By the time Henry died nearly 50 years later, on Feb. 1, 1901, the Reeses were the region’s largest landowners, with some 4,300 acres, and his estate was valued in the region of $1 million --- an astonishing amount of money in Iowa in 1901.

It’s not clear exactly what Henry died of, but a special train had been commissioned to bring a surgeon from Omaha to nearby Prescott in the hope that the surgery he performed after being transported to the Reese farm by buggy would save the patriarch’s life.

After Sophia’s death 14 years later, a good deal of the credit for this couple’s financial success was attributed to her. She was, according to reports in the Union-Republican of Aug. 11, 1915, “a remarkable businesswoman.”

“By industry and frugality” Henry and Sophia acquired an estate was “very large.” She had given financial matters her “personal attention during all the years, and the success achieved has been quite remarkable,” the Union-Republican reported.

After Henry’s death, Sophia left farming operations in the hands of her children (she had a total of eight, two of whom died young) and moved into Corning where she married Fred Brown during 1909. He died six years later, on July 30, 1915. Sophia became critically ill soon thereafter and died herself, of “kidney trouble,” on Aug. 10.

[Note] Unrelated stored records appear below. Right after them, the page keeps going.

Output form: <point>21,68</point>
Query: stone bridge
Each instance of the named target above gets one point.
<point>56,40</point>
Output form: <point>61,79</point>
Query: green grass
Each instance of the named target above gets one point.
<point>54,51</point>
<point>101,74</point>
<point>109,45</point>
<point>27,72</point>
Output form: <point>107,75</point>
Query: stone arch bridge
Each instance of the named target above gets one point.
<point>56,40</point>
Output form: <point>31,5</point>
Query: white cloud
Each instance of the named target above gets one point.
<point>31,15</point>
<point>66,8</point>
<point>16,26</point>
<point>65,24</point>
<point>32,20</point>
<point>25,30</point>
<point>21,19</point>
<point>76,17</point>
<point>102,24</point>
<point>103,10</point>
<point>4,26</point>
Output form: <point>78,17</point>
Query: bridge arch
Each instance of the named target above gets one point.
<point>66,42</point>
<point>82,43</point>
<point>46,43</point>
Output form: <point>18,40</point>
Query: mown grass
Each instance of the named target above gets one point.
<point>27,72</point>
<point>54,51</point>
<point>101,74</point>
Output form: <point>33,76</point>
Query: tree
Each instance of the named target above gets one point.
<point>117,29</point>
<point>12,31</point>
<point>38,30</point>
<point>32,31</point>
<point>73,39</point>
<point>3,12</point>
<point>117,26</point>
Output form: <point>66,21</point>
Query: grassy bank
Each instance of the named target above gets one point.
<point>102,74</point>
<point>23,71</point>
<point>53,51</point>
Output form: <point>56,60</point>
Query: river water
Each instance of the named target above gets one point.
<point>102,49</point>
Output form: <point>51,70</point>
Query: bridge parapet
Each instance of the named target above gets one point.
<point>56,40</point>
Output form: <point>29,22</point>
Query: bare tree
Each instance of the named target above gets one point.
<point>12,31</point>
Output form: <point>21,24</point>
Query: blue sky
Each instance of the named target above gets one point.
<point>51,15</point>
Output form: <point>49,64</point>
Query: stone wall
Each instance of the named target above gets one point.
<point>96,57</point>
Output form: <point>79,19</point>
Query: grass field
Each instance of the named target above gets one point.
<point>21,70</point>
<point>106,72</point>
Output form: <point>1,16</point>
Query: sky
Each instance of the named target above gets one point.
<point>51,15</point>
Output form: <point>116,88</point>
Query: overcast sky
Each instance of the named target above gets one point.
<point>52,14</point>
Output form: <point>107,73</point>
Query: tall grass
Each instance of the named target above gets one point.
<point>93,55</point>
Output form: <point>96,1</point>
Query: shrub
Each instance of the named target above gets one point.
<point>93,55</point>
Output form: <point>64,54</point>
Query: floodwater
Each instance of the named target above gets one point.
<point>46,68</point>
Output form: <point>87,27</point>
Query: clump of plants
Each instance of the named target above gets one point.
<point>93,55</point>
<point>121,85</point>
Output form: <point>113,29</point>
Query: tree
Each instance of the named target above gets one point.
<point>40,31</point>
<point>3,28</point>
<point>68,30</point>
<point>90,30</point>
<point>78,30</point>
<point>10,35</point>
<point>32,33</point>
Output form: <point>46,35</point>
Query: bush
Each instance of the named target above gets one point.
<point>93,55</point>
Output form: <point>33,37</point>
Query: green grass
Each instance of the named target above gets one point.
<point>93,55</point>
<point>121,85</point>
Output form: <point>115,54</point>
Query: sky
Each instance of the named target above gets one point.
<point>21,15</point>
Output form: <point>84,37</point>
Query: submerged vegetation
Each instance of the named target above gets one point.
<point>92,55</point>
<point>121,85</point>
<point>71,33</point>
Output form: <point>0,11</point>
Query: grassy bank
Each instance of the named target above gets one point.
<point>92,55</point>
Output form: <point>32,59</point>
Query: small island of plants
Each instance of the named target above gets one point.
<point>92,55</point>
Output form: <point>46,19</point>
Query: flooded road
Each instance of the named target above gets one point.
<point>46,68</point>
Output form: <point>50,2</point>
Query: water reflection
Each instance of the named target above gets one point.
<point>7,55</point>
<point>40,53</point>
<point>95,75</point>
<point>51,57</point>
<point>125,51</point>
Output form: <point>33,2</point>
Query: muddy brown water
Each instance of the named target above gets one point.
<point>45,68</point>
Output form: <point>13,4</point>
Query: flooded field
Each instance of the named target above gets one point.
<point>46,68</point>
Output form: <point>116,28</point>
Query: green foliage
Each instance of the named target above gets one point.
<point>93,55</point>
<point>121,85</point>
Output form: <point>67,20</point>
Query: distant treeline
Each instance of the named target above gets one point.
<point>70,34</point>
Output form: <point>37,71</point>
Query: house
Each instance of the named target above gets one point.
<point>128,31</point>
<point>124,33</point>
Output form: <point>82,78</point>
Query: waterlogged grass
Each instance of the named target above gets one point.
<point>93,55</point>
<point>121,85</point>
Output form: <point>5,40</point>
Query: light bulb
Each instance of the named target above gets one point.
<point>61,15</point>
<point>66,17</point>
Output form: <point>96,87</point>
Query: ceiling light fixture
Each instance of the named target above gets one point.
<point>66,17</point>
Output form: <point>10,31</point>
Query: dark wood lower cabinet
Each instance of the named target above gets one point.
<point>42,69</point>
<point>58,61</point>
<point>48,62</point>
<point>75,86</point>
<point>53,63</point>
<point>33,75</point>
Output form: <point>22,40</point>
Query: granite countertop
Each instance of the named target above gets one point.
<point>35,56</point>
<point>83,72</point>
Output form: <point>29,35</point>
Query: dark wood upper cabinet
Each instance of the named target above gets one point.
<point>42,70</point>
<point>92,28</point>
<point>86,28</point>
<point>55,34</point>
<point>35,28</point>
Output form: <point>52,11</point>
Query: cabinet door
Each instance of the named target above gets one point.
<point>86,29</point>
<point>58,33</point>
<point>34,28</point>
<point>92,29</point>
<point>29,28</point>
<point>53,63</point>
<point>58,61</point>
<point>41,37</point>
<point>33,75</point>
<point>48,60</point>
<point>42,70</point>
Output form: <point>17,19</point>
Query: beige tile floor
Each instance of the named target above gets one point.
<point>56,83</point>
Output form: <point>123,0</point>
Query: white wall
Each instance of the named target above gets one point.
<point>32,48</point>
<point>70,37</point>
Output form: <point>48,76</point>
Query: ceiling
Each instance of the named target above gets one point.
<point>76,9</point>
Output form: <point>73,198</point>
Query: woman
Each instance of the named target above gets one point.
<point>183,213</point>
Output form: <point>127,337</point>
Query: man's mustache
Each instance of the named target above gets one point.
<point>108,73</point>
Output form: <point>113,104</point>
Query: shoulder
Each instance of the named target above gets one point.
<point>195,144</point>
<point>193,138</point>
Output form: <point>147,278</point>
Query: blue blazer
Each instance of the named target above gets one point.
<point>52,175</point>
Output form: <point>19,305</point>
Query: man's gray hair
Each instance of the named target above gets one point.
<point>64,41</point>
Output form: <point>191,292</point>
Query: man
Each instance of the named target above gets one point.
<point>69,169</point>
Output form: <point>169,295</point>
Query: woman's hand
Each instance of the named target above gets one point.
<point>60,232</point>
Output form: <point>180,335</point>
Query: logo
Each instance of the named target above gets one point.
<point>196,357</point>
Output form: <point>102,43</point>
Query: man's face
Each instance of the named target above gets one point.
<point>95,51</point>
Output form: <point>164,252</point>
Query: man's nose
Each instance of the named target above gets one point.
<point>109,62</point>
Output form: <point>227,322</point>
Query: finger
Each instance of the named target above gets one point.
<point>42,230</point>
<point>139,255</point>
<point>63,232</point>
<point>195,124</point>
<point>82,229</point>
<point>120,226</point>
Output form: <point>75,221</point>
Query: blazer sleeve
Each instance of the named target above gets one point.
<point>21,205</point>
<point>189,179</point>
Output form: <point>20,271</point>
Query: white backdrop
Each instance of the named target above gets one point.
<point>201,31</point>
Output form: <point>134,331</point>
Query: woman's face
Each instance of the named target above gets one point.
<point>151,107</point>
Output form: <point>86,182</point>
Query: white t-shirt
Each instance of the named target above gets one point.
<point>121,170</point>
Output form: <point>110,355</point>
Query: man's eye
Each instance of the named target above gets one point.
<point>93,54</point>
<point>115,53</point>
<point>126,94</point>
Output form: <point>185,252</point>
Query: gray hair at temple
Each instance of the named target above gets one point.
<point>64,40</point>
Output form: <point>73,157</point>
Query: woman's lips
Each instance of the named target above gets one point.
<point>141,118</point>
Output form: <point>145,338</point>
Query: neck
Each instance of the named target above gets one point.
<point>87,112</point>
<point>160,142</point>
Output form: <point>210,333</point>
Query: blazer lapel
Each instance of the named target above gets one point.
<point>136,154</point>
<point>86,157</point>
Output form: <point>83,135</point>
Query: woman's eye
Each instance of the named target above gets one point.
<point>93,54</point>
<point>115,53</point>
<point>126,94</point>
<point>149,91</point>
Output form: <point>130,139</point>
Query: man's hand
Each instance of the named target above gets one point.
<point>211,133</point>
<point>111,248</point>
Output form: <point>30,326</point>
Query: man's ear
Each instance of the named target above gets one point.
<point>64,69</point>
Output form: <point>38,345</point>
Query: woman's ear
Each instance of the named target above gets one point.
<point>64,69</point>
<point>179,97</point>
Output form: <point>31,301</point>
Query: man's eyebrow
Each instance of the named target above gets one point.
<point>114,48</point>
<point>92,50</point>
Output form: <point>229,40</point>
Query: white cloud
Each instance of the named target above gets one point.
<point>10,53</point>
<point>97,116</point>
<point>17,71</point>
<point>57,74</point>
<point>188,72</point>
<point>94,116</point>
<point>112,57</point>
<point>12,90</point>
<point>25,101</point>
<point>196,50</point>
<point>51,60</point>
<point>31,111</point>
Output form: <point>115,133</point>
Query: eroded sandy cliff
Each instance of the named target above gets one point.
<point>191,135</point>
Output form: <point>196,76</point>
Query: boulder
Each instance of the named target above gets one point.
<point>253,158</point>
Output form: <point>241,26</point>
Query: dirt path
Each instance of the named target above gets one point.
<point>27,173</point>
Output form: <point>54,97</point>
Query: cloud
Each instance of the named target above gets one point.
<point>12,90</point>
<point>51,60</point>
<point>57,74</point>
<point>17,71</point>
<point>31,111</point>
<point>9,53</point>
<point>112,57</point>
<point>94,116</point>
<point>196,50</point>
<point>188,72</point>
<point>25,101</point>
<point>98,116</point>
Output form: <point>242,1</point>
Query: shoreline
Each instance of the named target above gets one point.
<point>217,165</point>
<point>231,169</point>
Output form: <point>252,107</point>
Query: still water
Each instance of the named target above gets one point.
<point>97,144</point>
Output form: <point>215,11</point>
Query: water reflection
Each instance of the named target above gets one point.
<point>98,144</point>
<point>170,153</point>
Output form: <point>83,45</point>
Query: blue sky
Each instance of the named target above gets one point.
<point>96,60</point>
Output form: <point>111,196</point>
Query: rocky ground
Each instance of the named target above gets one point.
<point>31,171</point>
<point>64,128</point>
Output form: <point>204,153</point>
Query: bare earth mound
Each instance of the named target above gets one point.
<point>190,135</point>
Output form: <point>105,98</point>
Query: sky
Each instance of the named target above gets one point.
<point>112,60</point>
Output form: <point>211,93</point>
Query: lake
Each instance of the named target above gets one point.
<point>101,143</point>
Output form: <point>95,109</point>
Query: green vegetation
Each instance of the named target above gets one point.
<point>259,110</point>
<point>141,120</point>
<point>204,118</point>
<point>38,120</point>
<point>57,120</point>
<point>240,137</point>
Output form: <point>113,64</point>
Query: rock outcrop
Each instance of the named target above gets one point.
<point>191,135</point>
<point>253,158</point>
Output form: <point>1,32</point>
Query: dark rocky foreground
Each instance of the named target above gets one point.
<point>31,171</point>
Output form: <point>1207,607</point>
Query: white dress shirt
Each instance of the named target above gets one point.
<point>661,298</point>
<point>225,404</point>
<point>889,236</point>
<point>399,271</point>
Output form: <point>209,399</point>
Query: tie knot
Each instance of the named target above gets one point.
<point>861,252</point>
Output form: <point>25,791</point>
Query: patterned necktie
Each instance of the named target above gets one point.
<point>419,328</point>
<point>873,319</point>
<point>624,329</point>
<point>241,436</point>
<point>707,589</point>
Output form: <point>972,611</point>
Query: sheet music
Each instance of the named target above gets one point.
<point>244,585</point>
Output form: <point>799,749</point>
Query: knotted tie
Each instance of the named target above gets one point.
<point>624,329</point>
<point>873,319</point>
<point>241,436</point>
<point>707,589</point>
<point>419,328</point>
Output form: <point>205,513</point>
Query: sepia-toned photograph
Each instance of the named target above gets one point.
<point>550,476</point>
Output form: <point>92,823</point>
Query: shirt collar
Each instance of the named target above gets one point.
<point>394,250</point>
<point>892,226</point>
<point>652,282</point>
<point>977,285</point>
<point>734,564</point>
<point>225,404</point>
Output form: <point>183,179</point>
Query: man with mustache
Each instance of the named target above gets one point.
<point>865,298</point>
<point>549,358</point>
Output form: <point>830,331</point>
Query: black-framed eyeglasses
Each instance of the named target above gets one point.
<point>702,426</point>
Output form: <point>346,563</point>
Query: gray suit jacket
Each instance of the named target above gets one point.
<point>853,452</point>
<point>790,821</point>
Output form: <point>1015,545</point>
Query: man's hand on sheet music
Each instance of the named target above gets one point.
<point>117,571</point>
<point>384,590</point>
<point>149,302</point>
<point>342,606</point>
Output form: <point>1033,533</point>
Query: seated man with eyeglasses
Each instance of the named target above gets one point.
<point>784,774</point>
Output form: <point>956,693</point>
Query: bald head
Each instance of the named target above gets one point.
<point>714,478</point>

After her burial at Stringtown between Henry and their two sons who had died young, Sophia’s estate entered probate and it was, according to the Union-Republican of Aug. 25, “the largest ever settled in this part of the state.”

Sophia had distributed 1,700 acres that remained in her hands among her children before she died. The nosey newspaper editor (and most newspaper editors were nosier then than now) was able to ascertain that she also owned 19 lots in Corning --- one commercial property, but most occupied by houses.

He could not, however, come up with a firm figure on the value of Sophia’s other assets.

Whatever the case, if you take a drive through Stringtown one of these days, glance over and find your eye caught by the magnificent Reese tombstone --- you can rest assured that those who commissioned it could afford it.

1 comment:

Anonymous said...

I have driven past this monument hundreds of times over the years but never stopped to look at it. Thanks so much for the history about it!